SpringCloud 健康检查机制深度解析
·
SpringCloud 健康检查机制深度解析
作者:薪火铺子(薪火铺子)
如果本文对你有帮助,欢迎关注【薪火铺子】,回复「深入理解SpringCloud与实战」获取全套学习笔记
一、问题背景
在微服务架构中,服务实例的健康状态是流量调度和故障剔除的关键依据:
- 注册中心需要知道哪些实例可用
- 负载均衡器需要避免将请求发送到故障实例
- 运维平台需要实时监控服务状态
- 自动扩缩容需要根据健康实例数决策
Spring Cloud 提供了完整的健康检查体系,涵盖应用健康、服务发现健康、自定义健康等多个维度。
二、健康检查整体架构
2.1 组件关系
2.2 健康检查端点
GET /actuator/health
GET /actuator/health/liveness
GET /actuator/health/readiness
响应示例:
{
"status": "UP",
"components": {
"discovery": {
"status": "UP",
"details": {
"clients": {
"consul": {
"status": "UP"
}
}
}
},
"diskSpace": {
"status": "UP",
"details": {
"total": 500000000000,
"free": 450000000000,
"threshold": 10485760
}
},
"ping": {
"status": "UP"
}
}
}
三、核心接口解析
3.1 HealthIndicator 接口
public interface HealthIndicator {
/**
* 返回健康状态
* @return 健康信息
*/
Health health();
}
这是一个函数式接口,所有健康检查器都需要实现。
3.2 Health 响应模型
public class Health {
// 健康状态
private Status status;
// 详细信息
private Map<String, Object> details;
// 枚举状态
public enum Status {
UP, // 健康
DOWN, // 故障
OUT_OF_SERVICE, // 停服
UNKNOWN, // 未知
UPGRADED // 升级中
}
// Builder 模式构建
public static Builder status(Status status) {
return new Builder(status);
}
}
3.3 ReactiveHealthIndicator 响应式接口
public interface ReactiveHealthIndicator {
/**
* 异步返回健康状态
* @return 健康信息 Mono
*/
Mono<Health> health();
// 默认实现
default Mono<Health> healthWithDefault(String name) {
return health().onErrorResume(ex ->
Mono.just(Health.down(ex).withDetail("error", name).build())
);
}
}
四、聚合机制
4.1 CompositeHealthIndicator 组合模式
4.2 聚合策略实现
public class OrderedHealthAggregator implements HealthAggregator {
@Override
public Health aggregate(Map<String, Health> healths) {
// 按优先级排序
List<String> sortedKeys = healths.keySet().stream()

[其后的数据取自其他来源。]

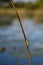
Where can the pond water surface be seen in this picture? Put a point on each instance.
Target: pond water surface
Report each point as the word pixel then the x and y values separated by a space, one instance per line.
pixel 12 38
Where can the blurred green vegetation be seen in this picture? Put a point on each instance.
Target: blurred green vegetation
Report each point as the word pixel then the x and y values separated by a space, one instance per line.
pixel 28 5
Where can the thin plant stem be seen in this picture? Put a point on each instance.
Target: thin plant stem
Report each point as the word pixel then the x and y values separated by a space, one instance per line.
pixel 26 40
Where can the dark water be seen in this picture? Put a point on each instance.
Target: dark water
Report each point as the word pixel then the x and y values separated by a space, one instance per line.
pixel 12 38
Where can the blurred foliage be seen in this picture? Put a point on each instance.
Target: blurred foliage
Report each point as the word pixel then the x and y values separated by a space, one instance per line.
pixel 29 5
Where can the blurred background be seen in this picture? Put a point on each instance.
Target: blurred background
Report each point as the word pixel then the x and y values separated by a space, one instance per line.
pixel 12 45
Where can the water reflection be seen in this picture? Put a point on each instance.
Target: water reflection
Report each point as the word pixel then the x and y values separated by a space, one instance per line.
pixel 12 38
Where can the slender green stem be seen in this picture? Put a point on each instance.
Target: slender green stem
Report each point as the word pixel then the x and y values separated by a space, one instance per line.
pixel 26 41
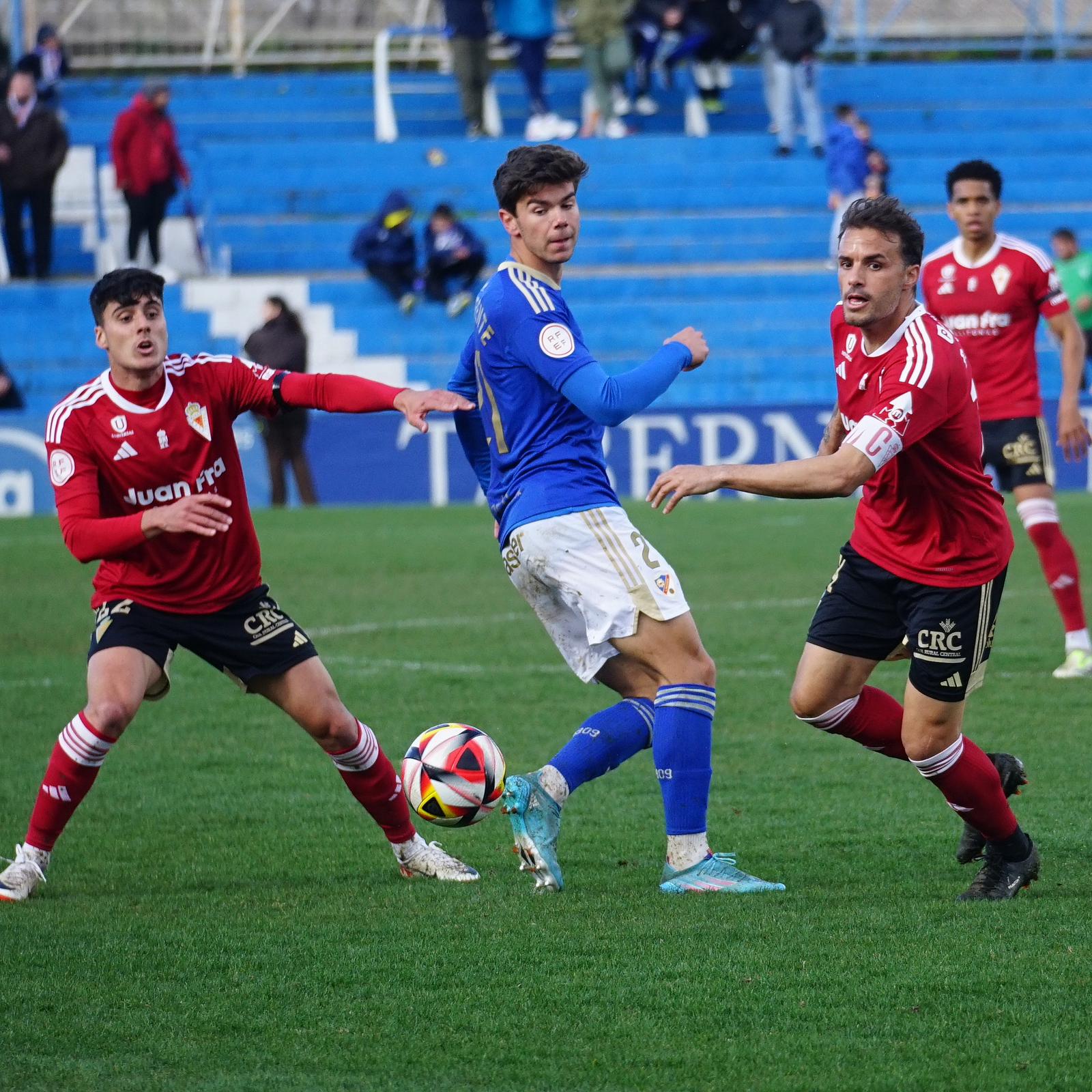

.sorted(Comparator.comparingInt(this::getOrder))
.collect(Collectors.toList());
// 检查是否有 DOWN 或 OUT_OF_SERVICE
for (String key : sortedKeys) {
Health health = healths.get(key);
if (health.getStatus() == Status.DOWN) {
return build(Status.DOWN, healths, key);
}
}
// 检查是否有 UNKNOWN
for (String key : sortedKeys) {
Health health = healths.get(key);
if (health.getStatus() == Status.UNKNOWN) {
return build(Status.UNKNOWN, healths, key);
}
}
// 全部 UP
return build(Status.UP, healths, null);
}
private int getOrder(String key) {
// 获取排序顺序
return Ordered.LOWEST_PRECEDENCE;
}
}
4.3 聚合流程图
五、内置健康检查器
5.1 内置指标一览
| 检查器 | 状态 | 说明 |
|---|---|---|
| PingHealthIndicator | ✅ | ICMP Ping 检测 |
| DiskSpaceHealthIndicator | ✅ | 磁盘空间检测 |
| DataSourceHealthIndicator | ✅ | 数据库连接池 |
| RedisHealthIndicator | ✅ | Redis 连接 |
| RabbitHealthIndicator | ✅ | RabbitMQ 连接 |
| MongoHealthIndicator | ✅ | MongoDB 连接 |
| ElasticsearchHealthIndicator | ✅ | ES 集群状态 |
| DiscoveryClientHealthIndicator | ✅ | 服务发现状态 |
5.2 DiscoveryClientHealthIndicator
public class DiscoveryClientHealthIndicator
implements HealthIndicator, Ordered {
private final DiscoveryClient discoveryClient;
private final ServiceRegistry<?> serviceRegistry;
@Override
public Health health() {
try {
// 注册中心查询
String description = discoveryClient.description();
// 尝试获取自身实例
List<ServiceInstance> instances =
discoveryClient.getInstances("sc-cloud-discovery");
if (instances.isEmpty()) {
return Health.unknown()
.withDetail("error", "no instances found")
.build();
}
return Health.up()
.withDetail("services", discoveryClient.getServices().size())
.build();
} catch (Exception e) {
return Health.down(e)
.withDetail("error", e.getMessage())
.build();
}
}
}
5.3 ServiceRegistryHealthIndicator
public class ServiceRegistryHealthIndicator
implements HealthIndicator, Ordered {
private final ServiceRegistry<?> serviceRegistry;
@Override
public Health health() {
Registration registration =
serviceRegistry.getRegistration();
if (registration == null) {
return Health.unknown()
.withDetail("status", "UNKNOWN")
.withDetail("error", "No registration found")
.build();
}
return Health.up()
.withDetail("status", "REGISTERED")
.withDetail("serviceId", registration.getServiceId())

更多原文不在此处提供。